With consumer experience more important than ever, firms are turning to smart packaging as a way of maximising customer satisfaction. This is a trend that has certainly immersed itself in the pharma industry, with firms unable to ignore the power of millennials owing to their tendency to share purchasing experiences online. In today’s market, there is simply no place for goods that do not offer users an experience that is not only functional, but also pleasant.
To meet these expectations, packaging features such as soft-touch grip and easy-open seals are appearing more frequently in the industry and firms are having to invest in developing exceptional products that will delight their young audiences. This has also created new opportunities for innovative firms to produce goods that exceed consumer expectations. One way in which this is being achieved is through smart packaging solutions as a way of adding value. In other words, the one-size-fits-all model is no longer adequate for millennials that have become accustomed to personalized products.
In response to this, Medical Guardian has developed a pharmaceutical smartwatch device that boasts:
In addition, pill containers that remind consumers when to take a tablet and also announce approaching sell-by dates are being offered by companies such as Tricella.
Millennials have also led the way in applying significant pressure on firms across many industries to consider the sustainability of their products and the environmental impact of their practices. With plastic the word on everyone’s lips, recyclable packaging and waste reduction are key issues for companies to address if they are keen to engage with core consumer groups.
Packaging supplier Quadpack has already responded to the concerns of their consumers and acknowledged their corporate social responsibility by trialling rail transportation as a low-carbon alternative to transporting goods by air. In addition, the company has established Quadpack Foundation, which dedicates itself to supporting social, educational, and environmental programmes with an emphasis on integrating young people from underprivileged backgrounds.
The damaging environmental effects of single-use packaging is a topical issue at present and, in the food and drink industry, companies including Starbucks and McDonalds have promised to ban all single-use plastic straws by 2020. However, the pharma industry is struggling to make similar pledges as single-use plastic is relied upon as a way of minimizing the risk of infection.
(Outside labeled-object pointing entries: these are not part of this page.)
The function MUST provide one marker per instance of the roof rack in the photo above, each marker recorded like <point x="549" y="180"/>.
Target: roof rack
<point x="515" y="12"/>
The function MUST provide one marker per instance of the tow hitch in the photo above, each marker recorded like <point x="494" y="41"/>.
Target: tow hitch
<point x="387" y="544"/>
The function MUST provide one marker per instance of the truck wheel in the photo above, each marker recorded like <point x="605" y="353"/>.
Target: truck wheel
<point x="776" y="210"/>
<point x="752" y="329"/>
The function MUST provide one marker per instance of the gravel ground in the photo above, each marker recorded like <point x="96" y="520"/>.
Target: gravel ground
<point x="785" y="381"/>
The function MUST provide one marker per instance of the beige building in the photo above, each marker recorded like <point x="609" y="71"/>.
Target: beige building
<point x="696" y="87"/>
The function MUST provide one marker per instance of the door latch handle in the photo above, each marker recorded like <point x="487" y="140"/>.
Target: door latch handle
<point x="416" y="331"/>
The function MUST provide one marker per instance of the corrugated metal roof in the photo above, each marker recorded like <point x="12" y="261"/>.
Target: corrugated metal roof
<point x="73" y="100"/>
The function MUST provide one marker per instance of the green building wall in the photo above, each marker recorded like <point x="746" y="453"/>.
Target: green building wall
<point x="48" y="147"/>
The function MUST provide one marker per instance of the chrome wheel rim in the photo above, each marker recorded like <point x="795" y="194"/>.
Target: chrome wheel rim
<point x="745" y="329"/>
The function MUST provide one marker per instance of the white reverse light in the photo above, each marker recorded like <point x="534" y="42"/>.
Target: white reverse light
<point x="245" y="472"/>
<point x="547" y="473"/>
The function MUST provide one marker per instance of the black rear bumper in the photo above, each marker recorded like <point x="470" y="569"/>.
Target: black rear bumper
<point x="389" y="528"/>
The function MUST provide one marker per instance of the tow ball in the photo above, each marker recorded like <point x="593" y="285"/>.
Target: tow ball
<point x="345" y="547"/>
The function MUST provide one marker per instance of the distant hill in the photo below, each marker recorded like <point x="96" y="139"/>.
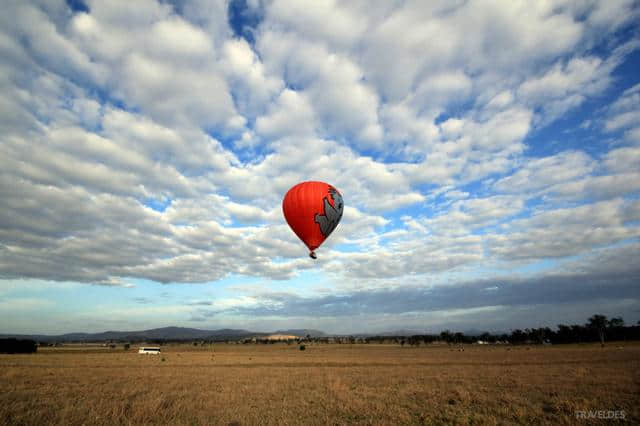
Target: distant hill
<point x="165" y="333"/>
<point x="302" y="332"/>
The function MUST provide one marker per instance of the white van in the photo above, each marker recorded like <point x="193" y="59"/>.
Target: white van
<point x="154" y="350"/>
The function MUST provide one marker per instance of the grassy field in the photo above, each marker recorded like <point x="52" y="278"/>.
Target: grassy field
<point x="326" y="384"/>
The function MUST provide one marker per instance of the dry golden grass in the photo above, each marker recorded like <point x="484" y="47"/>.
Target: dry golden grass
<point x="326" y="384"/>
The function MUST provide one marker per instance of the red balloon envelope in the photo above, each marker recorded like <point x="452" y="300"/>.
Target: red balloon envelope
<point x="313" y="210"/>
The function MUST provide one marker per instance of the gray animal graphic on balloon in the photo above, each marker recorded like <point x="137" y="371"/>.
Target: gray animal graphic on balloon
<point x="332" y="214"/>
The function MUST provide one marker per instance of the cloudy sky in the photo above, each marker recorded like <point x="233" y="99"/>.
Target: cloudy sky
<point x="488" y="154"/>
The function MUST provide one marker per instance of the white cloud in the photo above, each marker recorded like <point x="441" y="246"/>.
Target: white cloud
<point x="418" y="112"/>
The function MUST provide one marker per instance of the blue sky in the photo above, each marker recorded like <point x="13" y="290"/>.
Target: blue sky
<point x="488" y="156"/>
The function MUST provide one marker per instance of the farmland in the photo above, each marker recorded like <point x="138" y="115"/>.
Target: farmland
<point x="362" y="383"/>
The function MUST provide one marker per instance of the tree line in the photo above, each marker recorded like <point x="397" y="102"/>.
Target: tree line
<point x="598" y="328"/>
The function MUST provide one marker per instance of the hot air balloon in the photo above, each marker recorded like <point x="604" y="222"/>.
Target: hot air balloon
<point x="312" y="210"/>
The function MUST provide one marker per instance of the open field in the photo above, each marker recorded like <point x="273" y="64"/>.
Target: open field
<point x="336" y="384"/>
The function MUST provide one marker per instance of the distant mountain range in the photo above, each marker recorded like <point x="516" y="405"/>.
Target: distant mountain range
<point x="182" y="333"/>
<point x="165" y="333"/>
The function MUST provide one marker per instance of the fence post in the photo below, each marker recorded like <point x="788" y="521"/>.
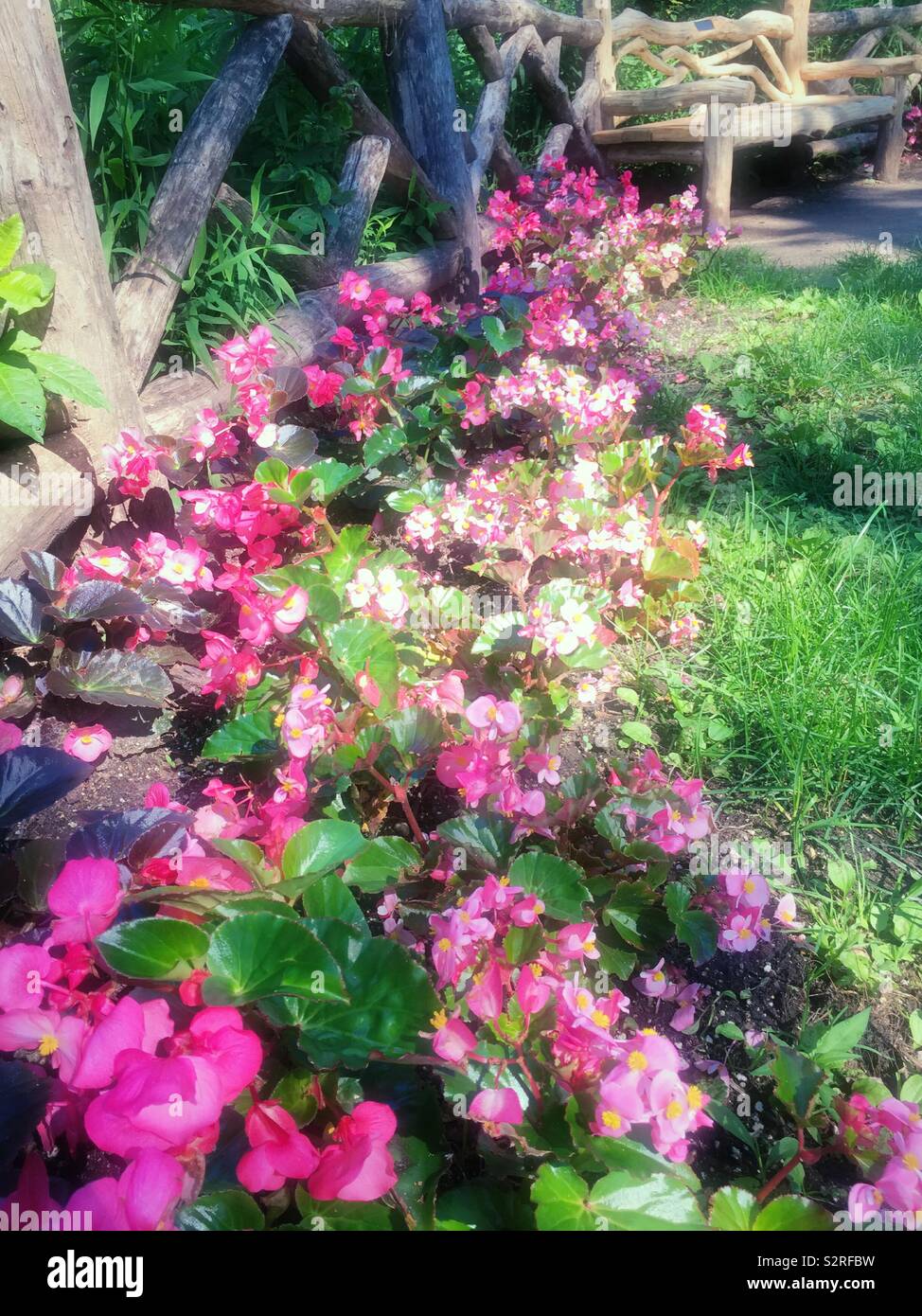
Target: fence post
<point x="600" y="60"/>
<point x="793" y="51"/>
<point x="425" y="111"/>
<point x="717" y="171"/>
<point x="891" y="137"/>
Unable to ignore the pressure from millennials regarding environmentally friendly production, the FDA are monitoring hospitals and re sterilizing companies to ensure that they are recycling safely, and they also offer detailed guidelines on their website in order to help the pharma industry meet social demands without having to compromise on product safety. In addition, PE and PET are being chosen more frequently when it comes to medical packaging as they are durable materials that can be recycled and returned to the market at a clean and high grade.
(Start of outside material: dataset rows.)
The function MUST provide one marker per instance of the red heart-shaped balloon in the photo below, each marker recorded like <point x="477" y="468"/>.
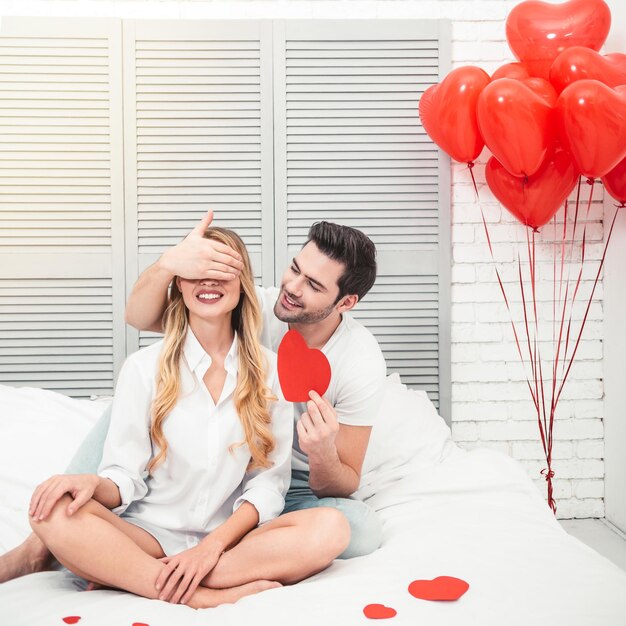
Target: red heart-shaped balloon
<point x="518" y="71"/>
<point x="538" y="32"/>
<point x="379" y="611"/>
<point x="615" y="182"/>
<point x="580" y="63"/>
<point x="534" y="201"/>
<point x="301" y="369"/>
<point x="448" y="113"/>
<point x="542" y="88"/>
<point x="516" y="124"/>
<point x="440" y="588"/>
<point x="592" y="125"/>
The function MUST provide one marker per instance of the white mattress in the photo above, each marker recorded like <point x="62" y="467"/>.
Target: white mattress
<point x="473" y="515"/>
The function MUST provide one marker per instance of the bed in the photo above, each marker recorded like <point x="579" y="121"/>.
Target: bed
<point x="473" y="515"/>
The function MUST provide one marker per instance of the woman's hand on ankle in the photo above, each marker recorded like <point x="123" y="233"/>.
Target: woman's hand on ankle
<point x="80" y="486"/>
<point x="185" y="571"/>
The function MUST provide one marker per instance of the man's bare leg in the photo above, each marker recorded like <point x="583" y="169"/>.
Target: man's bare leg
<point x="29" y="557"/>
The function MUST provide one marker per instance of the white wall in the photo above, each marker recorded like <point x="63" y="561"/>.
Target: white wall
<point x="615" y="332"/>
<point x="490" y="402"/>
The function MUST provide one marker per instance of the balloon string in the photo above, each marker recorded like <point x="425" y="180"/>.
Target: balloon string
<point x="580" y="272"/>
<point x="470" y="167"/>
<point x="595" y="284"/>
<point x="506" y="301"/>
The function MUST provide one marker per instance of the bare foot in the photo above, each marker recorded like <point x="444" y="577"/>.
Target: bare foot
<point x="205" y="598"/>
<point x="29" y="557"/>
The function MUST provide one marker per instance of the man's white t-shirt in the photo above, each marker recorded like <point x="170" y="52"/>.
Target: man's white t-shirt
<point x="357" y="365"/>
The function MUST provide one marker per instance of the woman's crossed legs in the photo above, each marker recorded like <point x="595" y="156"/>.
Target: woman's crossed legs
<point x="96" y="544"/>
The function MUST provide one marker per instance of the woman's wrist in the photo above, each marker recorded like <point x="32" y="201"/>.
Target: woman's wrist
<point x="213" y="544"/>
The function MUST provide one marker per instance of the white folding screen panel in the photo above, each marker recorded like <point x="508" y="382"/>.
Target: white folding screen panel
<point x="273" y="124"/>
<point x="61" y="204"/>
<point x="349" y="148"/>
<point x="198" y="135"/>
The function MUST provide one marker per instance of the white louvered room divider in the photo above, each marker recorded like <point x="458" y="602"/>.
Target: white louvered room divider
<point x="198" y="135"/>
<point x="272" y="123"/>
<point x="61" y="204"/>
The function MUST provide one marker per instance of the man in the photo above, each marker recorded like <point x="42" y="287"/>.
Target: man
<point x="334" y="270"/>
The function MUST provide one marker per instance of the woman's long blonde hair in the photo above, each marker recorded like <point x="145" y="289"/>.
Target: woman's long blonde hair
<point x="251" y="395"/>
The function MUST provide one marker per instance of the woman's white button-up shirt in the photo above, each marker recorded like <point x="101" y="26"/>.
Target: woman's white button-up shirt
<point x="201" y="483"/>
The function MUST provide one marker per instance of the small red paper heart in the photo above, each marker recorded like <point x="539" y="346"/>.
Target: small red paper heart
<point x="379" y="611"/>
<point x="301" y="369"/>
<point x="440" y="588"/>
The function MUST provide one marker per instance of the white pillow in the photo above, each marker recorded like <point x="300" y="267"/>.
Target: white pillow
<point x="39" y="432"/>
<point x="409" y="434"/>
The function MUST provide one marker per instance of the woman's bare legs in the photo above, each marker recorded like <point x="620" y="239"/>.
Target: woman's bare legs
<point x="288" y="549"/>
<point x="96" y="544"/>
<point x="29" y="557"/>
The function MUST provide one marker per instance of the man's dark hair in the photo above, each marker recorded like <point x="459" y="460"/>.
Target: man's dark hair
<point x="352" y="248"/>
Millennials are an undeniably important consumer group for pharma packaging companies to interact with. However, their complex purchasing habits require special attention in the industry, made only more challenging at the hands of the many influences impacting packaging, including strict safety regulations and the sensitive nature of the products. This calls for firms to achieve a balance between their responsibilities to satisfy consumer needs, while also managing personal objectives and operating in line with intense federal restrictions.